Неразлучники
Руки Эммы были багровыми от плеч до самых запястий. Разноцветье следов мужней любви украшало её предплечья, когда одни узоры увядали жёлтыми лепестками, на их месте сразу же наливались пурпуром свежие. Под слоями рубашек и платьев скрывались иные цветы, их Эмма берегла для молчаливого созерцания в полутьме собственной комнаты. Лишь изредка морщилась и прижимала руку к гудящим рёбрам, но только так, чтобы никто не заметил.
Она спешила пройти рынок насквозь, никем не незамеченной, нервно одёргивая рукава. Их длины не хватало, чтобы скрыть все отметины. Корзина с овощами и хлебом была слишком тяжёлой, перевешивала Эмму на сторону, отчего платье задиралось сильнее, всё норовя раскрыть её стыдную тайну.
Эмма преодолела продуктовые лавки и уже направилась к выходу, не поднимая глаз на проходящих мимо людей, как вдруг в её плечо кто-то врезался. Боль прострелила её до кончиков пальцев, они, не выдержав, разомкнулись, и корзина со всем содержимым упала на землю. Эмма вскрикнула, будто вся её жизнь разлетелась вместе с картошкой и репой.
- Ой, простите, ради бога, простите!
Миловидная девушка, неловко толкнувшая Эмму, бросилась ей в ноги, торопливо собирая беглецов обратно в корзину. Эмма не шелохнулась, зная, что только она склонится к земле чуть больше обычного, под рёбра ей вонзится десяток невидимых лезвий.
- Ваша корзина, вот, - девушка виновато улыбалась, стараясь заглянуть Эмме в глаза. - Такая тяжёлая, что же вы тащите её сами?
Эмма дёрнула уголком губ, но улыбнуться не вышло. Боль стискивала мускулы её лица, контроля хватало лишь для того, чтобы не разрыдаться на месте.
Девушка оказалась внимательнее, чем Эмма того бы хотела.
- Давайте я помогу вам отнести продукты домой, нельзя же такие тяжести носить в одиночестве. Далеко вам идти?
Эмма едва заметно качнула головой.
- Я живу возле площади, в большом синем доме.

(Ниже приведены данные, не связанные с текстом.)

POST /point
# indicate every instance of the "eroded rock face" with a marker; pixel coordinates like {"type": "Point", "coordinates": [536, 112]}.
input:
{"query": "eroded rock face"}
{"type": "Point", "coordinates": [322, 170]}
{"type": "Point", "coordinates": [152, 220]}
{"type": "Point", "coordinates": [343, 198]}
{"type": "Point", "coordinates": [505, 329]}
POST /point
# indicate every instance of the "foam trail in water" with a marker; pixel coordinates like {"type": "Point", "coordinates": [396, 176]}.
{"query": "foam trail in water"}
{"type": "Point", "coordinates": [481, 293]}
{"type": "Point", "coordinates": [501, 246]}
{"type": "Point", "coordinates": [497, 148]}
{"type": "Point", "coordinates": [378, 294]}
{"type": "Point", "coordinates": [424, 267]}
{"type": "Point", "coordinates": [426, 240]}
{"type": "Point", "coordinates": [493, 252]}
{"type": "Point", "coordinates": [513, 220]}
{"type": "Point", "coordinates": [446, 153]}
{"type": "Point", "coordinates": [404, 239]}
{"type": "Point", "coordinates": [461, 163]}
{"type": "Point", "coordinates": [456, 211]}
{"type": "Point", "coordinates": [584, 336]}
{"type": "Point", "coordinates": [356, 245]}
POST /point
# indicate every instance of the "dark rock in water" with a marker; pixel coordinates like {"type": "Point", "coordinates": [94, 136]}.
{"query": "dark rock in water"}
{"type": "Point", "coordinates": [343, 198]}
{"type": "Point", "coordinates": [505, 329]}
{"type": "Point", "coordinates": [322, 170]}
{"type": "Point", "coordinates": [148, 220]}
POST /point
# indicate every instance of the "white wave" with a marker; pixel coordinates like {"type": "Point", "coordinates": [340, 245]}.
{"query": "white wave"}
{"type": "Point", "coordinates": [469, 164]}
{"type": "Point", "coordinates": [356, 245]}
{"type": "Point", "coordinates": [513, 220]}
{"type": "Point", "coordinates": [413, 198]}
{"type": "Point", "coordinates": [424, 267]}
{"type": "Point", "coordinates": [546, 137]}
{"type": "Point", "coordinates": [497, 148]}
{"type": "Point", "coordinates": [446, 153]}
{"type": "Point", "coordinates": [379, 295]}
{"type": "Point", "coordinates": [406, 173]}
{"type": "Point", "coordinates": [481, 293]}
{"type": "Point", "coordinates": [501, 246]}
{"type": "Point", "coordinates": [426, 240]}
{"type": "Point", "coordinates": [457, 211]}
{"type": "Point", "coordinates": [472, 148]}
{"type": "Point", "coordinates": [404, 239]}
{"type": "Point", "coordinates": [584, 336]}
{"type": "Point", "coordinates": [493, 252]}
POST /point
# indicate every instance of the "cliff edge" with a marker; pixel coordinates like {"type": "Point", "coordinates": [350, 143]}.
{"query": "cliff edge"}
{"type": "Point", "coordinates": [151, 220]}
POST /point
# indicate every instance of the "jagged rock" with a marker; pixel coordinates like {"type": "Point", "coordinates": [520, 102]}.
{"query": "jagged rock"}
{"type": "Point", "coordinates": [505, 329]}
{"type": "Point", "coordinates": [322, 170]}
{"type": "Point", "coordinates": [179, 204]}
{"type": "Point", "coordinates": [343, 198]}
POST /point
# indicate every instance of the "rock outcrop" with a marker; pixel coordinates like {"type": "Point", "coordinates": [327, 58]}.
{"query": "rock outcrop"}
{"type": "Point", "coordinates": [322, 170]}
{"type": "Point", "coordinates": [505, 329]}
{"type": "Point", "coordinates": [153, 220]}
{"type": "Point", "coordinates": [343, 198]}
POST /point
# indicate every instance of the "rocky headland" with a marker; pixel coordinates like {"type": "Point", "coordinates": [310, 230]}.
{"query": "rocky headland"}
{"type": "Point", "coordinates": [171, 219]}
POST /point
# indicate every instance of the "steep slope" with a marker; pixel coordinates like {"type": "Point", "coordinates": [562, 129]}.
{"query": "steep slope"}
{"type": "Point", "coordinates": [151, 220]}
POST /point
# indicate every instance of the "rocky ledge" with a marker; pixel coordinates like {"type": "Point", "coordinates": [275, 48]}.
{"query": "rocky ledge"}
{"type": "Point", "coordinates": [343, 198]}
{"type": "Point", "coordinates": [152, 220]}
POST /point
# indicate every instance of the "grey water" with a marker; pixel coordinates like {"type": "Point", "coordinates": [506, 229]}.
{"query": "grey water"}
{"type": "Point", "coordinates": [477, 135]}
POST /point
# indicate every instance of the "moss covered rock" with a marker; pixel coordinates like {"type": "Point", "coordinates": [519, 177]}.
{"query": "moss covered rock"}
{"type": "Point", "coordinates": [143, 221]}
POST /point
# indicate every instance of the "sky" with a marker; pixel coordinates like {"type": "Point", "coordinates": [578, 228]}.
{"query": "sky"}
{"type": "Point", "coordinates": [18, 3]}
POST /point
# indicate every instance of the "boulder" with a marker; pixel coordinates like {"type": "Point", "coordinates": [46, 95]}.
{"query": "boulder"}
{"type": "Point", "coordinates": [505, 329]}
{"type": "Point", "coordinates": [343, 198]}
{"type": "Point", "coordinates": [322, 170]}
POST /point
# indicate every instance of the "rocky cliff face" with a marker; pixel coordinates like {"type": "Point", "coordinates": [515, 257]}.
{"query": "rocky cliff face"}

- Какая удача! Нам по пути. Так странно, что мы не виделись раньше, вы такая красавица, я бы вас точно заметила.
Отклонив руку Эммы, потянувшуюся было к корзине, девушка поспешила к выходу, продолжая болтать.
- Вы знаете Маргарет? Такая старуха противная, она живёт с нами на одном этаже и вечно плещет помоями прямо под окна. Здесь конечно же все так делают, но её помои почему-то зловоннее прочих. Так где вы живёте, на каком этаже?
- На третьем, под крышей, - Эмма говорила чуть слышно.
- Не может этого быть!
- Мы переехали с мужем недавно. Не смогли оплачивать ренту хозяину нашей прошлой квартиры.
- Ах вон оно что, тот огромный мужчина со смоляными усами ваш муж? - девушка осеклась, бросив на Эмму встревоженный взгляд. Последний месяц она каждую ночь слушала грохот за стеной своей спальни, лишь смутно догадываясь о его происхождении.
Эмма сжала вмиг побелевшие губы.
Её муж. Любимый, нежно и трепетно любимый супруг.
- Кстати, меня зовут Мейбл. Получается, мы соседки, это же надо было нам встретиться таким удивительным образом. Будет так здорово, если мы с вами подружимся!
Они подружились, хоть это и казалось Эмме почти невозможным.
Все будние дни она проводила за раскройным столом, уходя из дому до рассвета и возвращаясь глубокой ночью. Почти час у неё уходил только чтобы доехать до фабрики и так же вернуться обратно, чтобы без сил подняться под самую крышу синего дома и встретить там своего всегда недовольного мужа. В единственный выходной Эмма должна была успеть переделать все домашние дела, сходить в прачечную и за продуктами и, если повезёт, провести полчаса на старой набережной, пустыми глазами всматриваясь в далёкий край моря.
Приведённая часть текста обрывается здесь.